Cancer Genetic Network Inference Using Gaussian Graphical Models

Abstract

The Cancer Genome Atlas (TCGA) provides a rich resource that can be used to understand how genes interact in cancer cells and has collected RNA-Seq gene expression data for many types of human cancer. However, mining the data to uncover the hidden gene-interaction patterns remains a challenge. Gaussian graphical model (GGM) is often used to learn genetic networks because it defines an undirected graphical structure, revealing the conditional dependences of genes. In this study, we focus on inferring gene interactions in 15 specific types of human cancer using RNA-Seq expression data and GGM with graphical lasso. We take advantage of the corresponding Kyoto Encyclopedia of Genes and Genomes pathway maps to define the subsets of related genes. RNA-Seq expression levels of the subsets of genes in solid cancerous tumor and normal tissues were extracted from TCGA. The gene expression data sets were cleaned and formatted, and the genetic network corresponding to each cancer type was then inferred using GGM with graphical lasso. The inferred networks reveal stable conditional dependences among the genes at the expression level and confirm the essential roles played by the genes that encode proteins involved in the two key signaling pathway phosphoinositide 3-kinase (PI3K)/AKT/mTOR and Ras/Raf/MEK/ERK in human carcinogenesis. These stable dependences elucidate the expression level interactions among the genes that are implicated in many different human cancers. The inferred genetic networks were examined to further identify and characterize a collection of gene interactions that are unique to cancer. The cross-cancer genetic interactions revealed from our study provide another set of knowledge for cancer biologists to propose strong hypotheses, so further biological investigations can be conducted effectively.

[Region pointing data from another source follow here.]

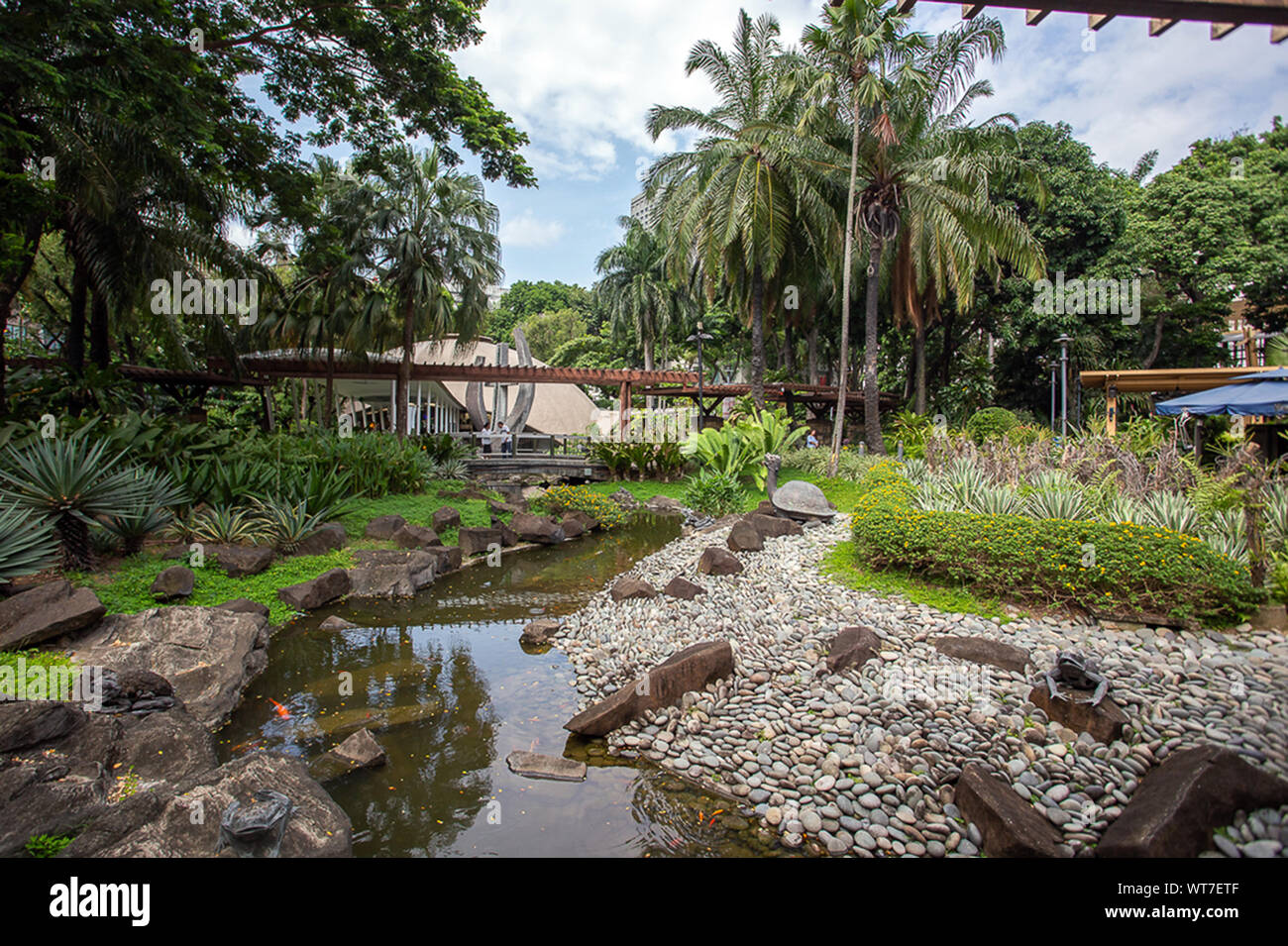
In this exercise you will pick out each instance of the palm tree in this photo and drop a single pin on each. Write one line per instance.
(732, 202)
(635, 289)
(855, 59)
(434, 250)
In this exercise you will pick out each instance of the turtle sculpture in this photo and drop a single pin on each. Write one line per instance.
(1076, 672)
(795, 499)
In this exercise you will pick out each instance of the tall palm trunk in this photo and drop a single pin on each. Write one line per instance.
(871, 408)
(842, 370)
(758, 338)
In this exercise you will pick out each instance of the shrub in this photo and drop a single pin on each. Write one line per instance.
(715, 493)
(1099, 567)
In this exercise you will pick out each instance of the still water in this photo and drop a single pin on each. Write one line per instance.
(446, 687)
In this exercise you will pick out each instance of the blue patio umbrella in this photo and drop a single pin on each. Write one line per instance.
(1261, 394)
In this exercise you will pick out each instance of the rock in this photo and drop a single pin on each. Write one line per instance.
(207, 654)
(161, 824)
(540, 631)
(536, 529)
(316, 592)
(1179, 804)
(47, 611)
(244, 605)
(853, 646)
(335, 623)
(360, 751)
(984, 650)
(665, 684)
(172, 583)
(683, 588)
(719, 562)
(478, 541)
(1103, 722)
(772, 525)
(745, 538)
(387, 573)
(415, 537)
(446, 517)
(533, 765)
(240, 562)
(329, 538)
(1010, 826)
(630, 587)
(384, 527)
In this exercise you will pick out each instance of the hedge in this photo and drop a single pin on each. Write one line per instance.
(1113, 569)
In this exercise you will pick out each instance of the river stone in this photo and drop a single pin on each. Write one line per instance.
(316, 592)
(207, 654)
(415, 537)
(161, 824)
(1103, 722)
(983, 650)
(47, 611)
(1010, 826)
(630, 587)
(665, 684)
(478, 541)
(535, 765)
(384, 527)
(536, 529)
(1179, 804)
(745, 538)
(719, 562)
(329, 538)
(683, 588)
(853, 646)
(240, 562)
(446, 517)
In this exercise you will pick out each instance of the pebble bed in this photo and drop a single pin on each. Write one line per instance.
(863, 762)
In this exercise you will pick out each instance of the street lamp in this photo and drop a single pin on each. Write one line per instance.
(699, 336)
(1064, 385)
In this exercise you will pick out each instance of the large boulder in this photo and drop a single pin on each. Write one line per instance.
(719, 562)
(47, 611)
(1012, 826)
(984, 650)
(853, 646)
(172, 583)
(384, 527)
(1185, 799)
(536, 529)
(207, 654)
(317, 591)
(478, 541)
(1073, 708)
(387, 573)
(327, 538)
(165, 824)
(745, 538)
(665, 684)
(239, 562)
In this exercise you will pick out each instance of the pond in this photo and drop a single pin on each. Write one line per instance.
(450, 692)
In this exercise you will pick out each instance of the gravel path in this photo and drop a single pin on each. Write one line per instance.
(862, 762)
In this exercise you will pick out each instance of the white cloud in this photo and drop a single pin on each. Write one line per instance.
(527, 229)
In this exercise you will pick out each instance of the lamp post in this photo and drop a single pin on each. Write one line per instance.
(1064, 385)
(699, 336)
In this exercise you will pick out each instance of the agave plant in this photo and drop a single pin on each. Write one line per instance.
(69, 482)
(26, 545)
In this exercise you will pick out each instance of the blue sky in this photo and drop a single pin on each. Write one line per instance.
(580, 75)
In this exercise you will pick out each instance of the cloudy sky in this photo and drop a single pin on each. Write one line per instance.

Keywords: Computational biology; machine learning; network meta-analysis.

Figure 1.

Pipeline of inferring gene-interaction networks.

Figure 2.

A network of cross-cancer gene interactions that are unique to the inferred cancer networks. A node in the network represents a gene, and an edge indicates the conditional dependence of the two incident genes. The conditional dependence depicts the interaction of the genes at the expression level. The thickness of an edge represents the degree of consensus of the interaction among the cancer networks. The edges in this network are shared by at least five cancer networks but absent in all normal networks.

Figure 3.

The map of consensus gene interactions that are appeared in at least 5 of the 15 cancer networks but not present in any normal network. This map depicts a portion of the precision matrices, indicating the conditional dependence between a pair of genes in a specific cancer. The higher the value in the map is, the stronger the conditional dependence (interaction) of the pair of genes.

Figure 4.

A network of cross-cancer interactions that are mostly unique to the inferred cancer networks. A node in the network represents a gene and an edge indicates the conditional dependence of the two incident genes. The conditional dependence depicts the interaction of the genes at the expression level. The thickness of an edge represent the degree of consensus of the interaction among the cancer networks. Edges in this network represent the interactions identified in at least five cancer networks but also appeared in one normal network.

Figure 5.

The map of consensus gene interactions that are appeared in at least 5 of the 15 cancer networks; these interactions are also present in one normal network. The higher the value in the map is, the stronger the conditional dependence (interaction) of the pair of genes. A black square denotes the interaction is also appeared in the normal network of the corresponding organ.

Figure 6.

A network of strong cross-cancer interactions. A node in the network represents a gene and an edge indicates the conditional dependence of the two incident genes. The conditional dependence depicts the interaction of the genes at the expression level. The thickness of an edge represents the degree of consensus of the interaction among the cancer networks. Edges in this network represent the interactions identified in at least five cancer networks, and they are either absent in any normal network or appear in just one normal network.